A group of approximately 75 people came to the Levine Science Research Center Thursday night to hear Cory Doctorow, co-editor of boingboing.net, speak about the power technology has to enable or restrict personal expression.

The speech, part of the 2006-2007 Provost's Lecture Series titled "Privacy at Risk?" argued against the use of technology as a means of spying on citizens, emphasizing the power of computers and the Internet to enable new forms of collaboration.

"[The Internet] is the largest, most ambitious book the human race has ever written," Doctorow said, discussing its ability to bring people with similar interests together. He added that employing technology to track citizens, however, makes people more suspicious of each other and less willing to collaborate.

Doctorow said that tracking people's behavior to try to find the rare guilty person can negatively impact many innocent people in the process.
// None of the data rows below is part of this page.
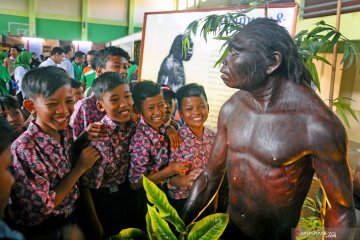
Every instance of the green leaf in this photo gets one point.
(223, 56)
(312, 69)
(209, 228)
(345, 106)
(160, 226)
(327, 36)
(131, 233)
(341, 112)
(322, 59)
(222, 38)
(159, 199)
(149, 229)
(333, 41)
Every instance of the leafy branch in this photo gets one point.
(161, 212)
(309, 42)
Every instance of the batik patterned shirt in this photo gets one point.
(194, 151)
(148, 151)
(111, 169)
(39, 164)
(85, 112)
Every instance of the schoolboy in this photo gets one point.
(6, 178)
(107, 179)
(110, 59)
(148, 146)
(77, 90)
(196, 141)
(45, 192)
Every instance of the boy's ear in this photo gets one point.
(99, 71)
(100, 106)
(29, 105)
(180, 113)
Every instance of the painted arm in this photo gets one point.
(332, 168)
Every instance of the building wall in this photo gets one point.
(105, 21)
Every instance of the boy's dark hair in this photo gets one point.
(19, 49)
(79, 54)
(107, 82)
(91, 52)
(6, 133)
(168, 92)
(143, 90)
(190, 90)
(101, 57)
(9, 102)
(67, 49)
(75, 84)
(44, 81)
(57, 50)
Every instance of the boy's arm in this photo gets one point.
(187, 180)
(87, 202)
(88, 157)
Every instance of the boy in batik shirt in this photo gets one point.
(110, 59)
(107, 179)
(45, 192)
(148, 146)
(196, 141)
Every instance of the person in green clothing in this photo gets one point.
(79, 59)
(4, 76)
(21, 66)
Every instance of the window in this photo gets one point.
(320, 8)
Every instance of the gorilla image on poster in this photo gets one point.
(171, 71)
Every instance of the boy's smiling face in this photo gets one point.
(117, 103)
(194, 111)
(153, 111)
(53, 113)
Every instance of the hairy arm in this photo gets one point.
(357, 180)
(332, 167)
(206, 185)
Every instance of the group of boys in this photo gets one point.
(71, 164)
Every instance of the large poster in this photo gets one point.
(161, 42)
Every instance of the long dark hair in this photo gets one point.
(265, 36)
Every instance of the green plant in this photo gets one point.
(311, 224)
(310, 43)
(161, 212)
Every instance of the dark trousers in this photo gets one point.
(50, 229)
(114, 208)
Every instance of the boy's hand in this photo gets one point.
(95, 131)
(88, 157)
(186, 166)
(173, 136)
(192, 176)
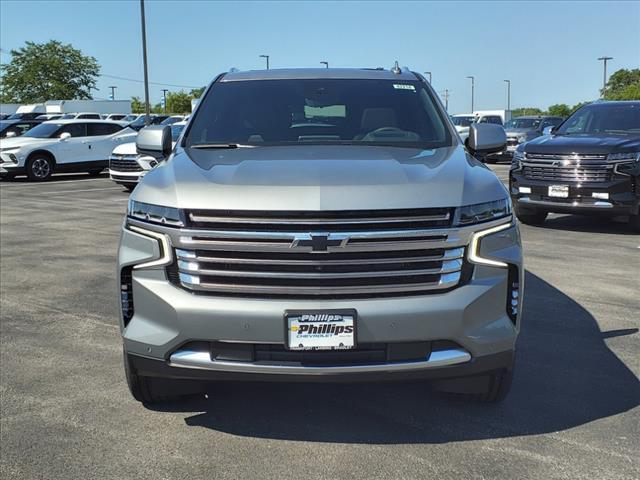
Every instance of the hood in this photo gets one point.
(594, 144)
(514, 132)
(317, 178)
(22, 141)
(129, 149)
(125, 149)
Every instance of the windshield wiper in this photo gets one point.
(212, 146)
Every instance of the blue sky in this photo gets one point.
(547, 49)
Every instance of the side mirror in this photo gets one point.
(486, 138)
(154, 141)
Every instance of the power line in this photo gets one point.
(151, 83)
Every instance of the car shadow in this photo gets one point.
(566, 376)
(587, 224)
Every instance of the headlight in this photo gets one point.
(156, 214)
(518, 156)
(482, 212)
(624, 157)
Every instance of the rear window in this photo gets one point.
(96, 129)
(319, 111)
(612, 118)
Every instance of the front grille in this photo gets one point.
(124, 164)
(369, 253)
(578, 168)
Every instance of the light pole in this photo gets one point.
(147, 118)
(508, 94)
(164, 99)
(604, 77)
(446, 99)
(473, 87)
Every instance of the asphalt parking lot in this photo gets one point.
(66, 411)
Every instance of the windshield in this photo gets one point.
(319, 111)
(176, 130)
(44, 130)
(529, 123)
(462, 121)
(614, 118)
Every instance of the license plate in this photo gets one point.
(320, 330)
(560, 191)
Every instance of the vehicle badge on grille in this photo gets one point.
(319, 242)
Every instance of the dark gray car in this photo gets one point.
(320, 225)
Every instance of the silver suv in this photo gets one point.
(320, 225)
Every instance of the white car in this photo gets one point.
(62, 146)
(127, 166)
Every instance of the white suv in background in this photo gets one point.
(62, 146)
(127, 166)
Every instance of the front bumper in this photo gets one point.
(167, 320)
(126, 177)
(621, 192)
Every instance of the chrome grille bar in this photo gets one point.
(360, 253)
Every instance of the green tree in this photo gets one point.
(39, 72)
(560, 110)
(178, 102)
(624, 85)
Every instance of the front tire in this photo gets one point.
(530, 216)
(39, 168)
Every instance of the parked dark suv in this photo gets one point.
(590, 164)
He pointed to library content filters that block academically relevant information as an example.

"If we're all presumptively guilty, none of us have any rights," he said.

Doctorow covered a wide range of issues, from radio-frequency identification tags to biometrics to peer-to-peer file sharing. He expressed concern that children today are being conditioned to live in a police state and cited his recent trip to Walt Disney World as an example.
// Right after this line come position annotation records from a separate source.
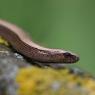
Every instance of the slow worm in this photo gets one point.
(23, 44)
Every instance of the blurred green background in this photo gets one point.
(68, 24)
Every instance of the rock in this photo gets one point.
(19, 76)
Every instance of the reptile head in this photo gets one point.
(70, 57)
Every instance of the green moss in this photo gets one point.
(39, 81)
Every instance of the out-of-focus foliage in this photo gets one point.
(48, 81)
(68, 24)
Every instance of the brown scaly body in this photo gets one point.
(23, 44)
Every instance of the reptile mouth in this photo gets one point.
(70, 58)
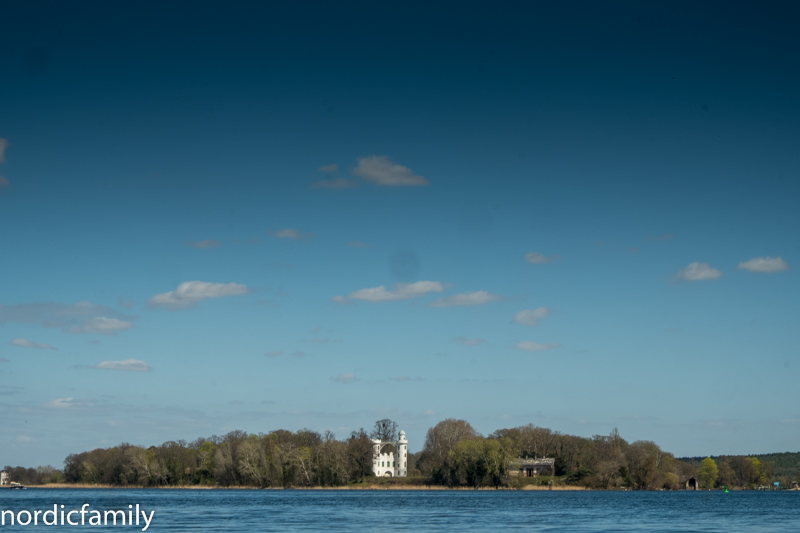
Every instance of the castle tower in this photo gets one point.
(391, 464)
(402, 455)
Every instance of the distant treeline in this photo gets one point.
(454, 454)
(781, 467)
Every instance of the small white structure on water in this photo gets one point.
(392, 464)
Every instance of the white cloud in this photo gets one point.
(698, 272)
(381, 170)
(30, 344)
(401, 291)
(531, 317)
(71, 317)
(467, 298)
(537, 259)
(468, 342)
(660, 238)
(290, 233)
(764, 264)
(535, 346)
(189, 293)
(102, 326)
(210, 243)
(345, 378)
(60, 403)
(127, 365)
(339, 183)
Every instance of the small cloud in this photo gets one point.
(468, 342)
(380, 170)
(57, 315)
(127, 365)
(401, 291)
(660, 238)
(537, 259)
(697, 272)
(290, 233)
(25, 343)
(101, 326)
(467, 298)
(535, 346)
(531, 317)
(764, 264)
(210, 243)
(60, 403)
(254, 240)
(339, 183)
(189, 293)
(345, 378)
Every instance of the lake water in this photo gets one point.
(461, 511)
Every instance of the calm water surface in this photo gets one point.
(462, 511)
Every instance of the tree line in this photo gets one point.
(454, 454)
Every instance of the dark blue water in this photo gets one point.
(461, 511)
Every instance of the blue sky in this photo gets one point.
(316, 216)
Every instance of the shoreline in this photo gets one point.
(349, 487)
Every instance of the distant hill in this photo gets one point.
(783, 464)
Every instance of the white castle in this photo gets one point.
(387, 464)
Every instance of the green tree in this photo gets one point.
(708, 472)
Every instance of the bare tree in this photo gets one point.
(385, 430)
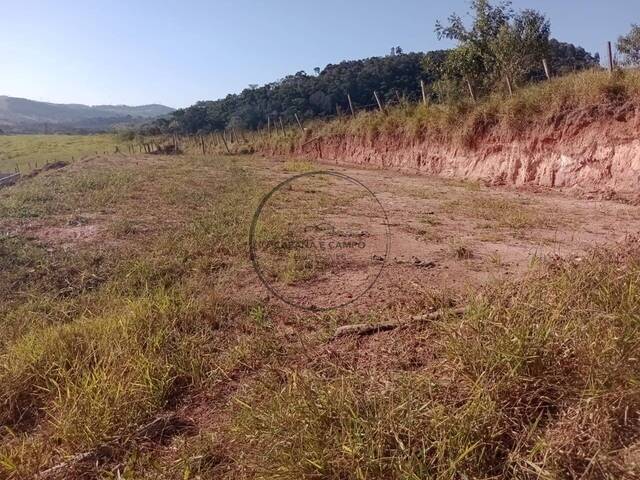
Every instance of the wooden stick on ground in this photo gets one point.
(371, 328)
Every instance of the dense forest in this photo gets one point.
(481, 56)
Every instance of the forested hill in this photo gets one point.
(309, 96)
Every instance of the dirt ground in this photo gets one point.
(183, 223)
(455, 235)
(443, 234)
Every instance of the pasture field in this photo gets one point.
(24, 153)
(138, 342)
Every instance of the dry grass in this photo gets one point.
(26, 152)
(466, 122)
(540, 380)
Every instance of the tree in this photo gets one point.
(629, 46)
(499, 42)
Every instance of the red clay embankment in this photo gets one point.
(594, 150)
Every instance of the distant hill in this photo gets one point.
(20, 115)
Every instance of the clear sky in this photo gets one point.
(177, 52)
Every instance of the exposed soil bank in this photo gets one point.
(594, 150)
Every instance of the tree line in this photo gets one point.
(500, 46)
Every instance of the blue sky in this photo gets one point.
(177, 52)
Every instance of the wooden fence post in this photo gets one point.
(610, 51)
(353, 113)
(224, 140)
(473, 97)
(546, 68)
(506, 77)
(375, 94)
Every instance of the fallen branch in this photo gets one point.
(371, 328)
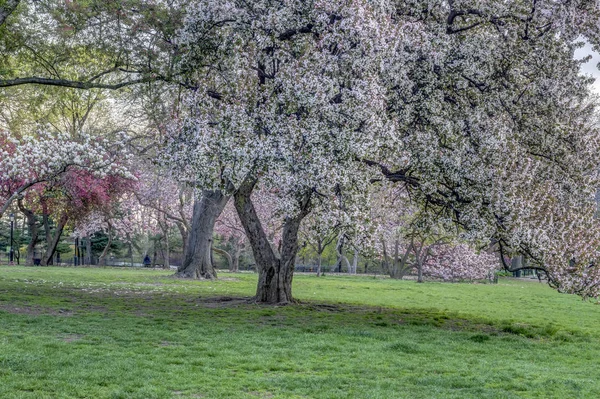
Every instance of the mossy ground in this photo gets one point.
(122, 333)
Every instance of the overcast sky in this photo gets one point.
(590, 68)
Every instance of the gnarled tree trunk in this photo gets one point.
(275, 270)
(197, 261)
(52, 241)
(33, 230)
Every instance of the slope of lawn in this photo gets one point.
(123, 333)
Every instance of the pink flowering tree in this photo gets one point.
(45, 157)
(460, 262)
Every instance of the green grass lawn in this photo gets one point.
(122, 333)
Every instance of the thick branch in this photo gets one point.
(7, 9)
(74, 84)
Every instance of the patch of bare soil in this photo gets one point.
(72, 337)
(223, 302)
(34, 310)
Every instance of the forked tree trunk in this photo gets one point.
(52, 241)
(354, 262)
(320, 249)
(102, 259)
(236, 258)
(226, 255)
(88, 250)
(197, 261)
(275, 270)
(33, 230)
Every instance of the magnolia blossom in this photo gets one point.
(460, 262)
(46, 157)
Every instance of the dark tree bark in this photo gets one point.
(226, 255)
(197, 262)
(52, 240)
(235, 267)
(275, 270)
(33, 230)
(102, 259)
(7, 9)
(88, 250)
(320, 249)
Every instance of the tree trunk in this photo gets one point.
(275, 270)
(197, 262)
(102, 259)
(354, 262)
(320, 249)
(236, 257)
(33, 230)
(319, 260)
(226, 255)
(52, 241)
(184, 236)
(88, 250)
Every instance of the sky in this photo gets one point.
(590, 68)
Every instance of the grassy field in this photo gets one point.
(114, 333)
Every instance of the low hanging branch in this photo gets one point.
(7, 9)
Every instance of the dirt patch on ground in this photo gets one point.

Visitors were required to place their fingers on a scanner or show identification before boarding a ride to ensure they had not "cheated the line," he said. When Doctorow refused the finger scanner and attempted to show identification instead, a Disney employee told him, "It's not a fingerprint-we're merely measuring the unique characteristics of your fingertip."

Doctorow said he was struck by children's willingness to comply with both the finger scanning and mandatory bag searches at the front gate. "Everyone has to be fingerprinted," he recalled being told by a 10-year-old boy.

Doctorow said attempting to restrict free speech on the Internet will result in failure, and people will find other outlets for expressing themselves.

He related a story of a friend who checked his personal website's message board and found two students discussing which girls at their high school were skanks. Their school, he said, had blocked social websites like MySpace.

"[Doctorow] understands how small changes in technology and society can have big consequences, and he's good at explaining those consequences to people," said James Boyle, a professor of law who suggested Provost Peter Lange bring Doctorow to Duke.

Joshua Smith, a graduate student in physics at North Carolina State University, said he learned about the lecture while reading boingboing.net.

Smith said the continuing emergence of social collaboration online along with the desire to use technology to expand authoritarian control would continue to cause conflicts in the future.

Senior Gideon Weinerth said the topic of the speech could be characterized as "a struggle between those who have power and those who do not."

He added that he agreed with Doctorow's view that computers should be tools of empowerment rather than restriction.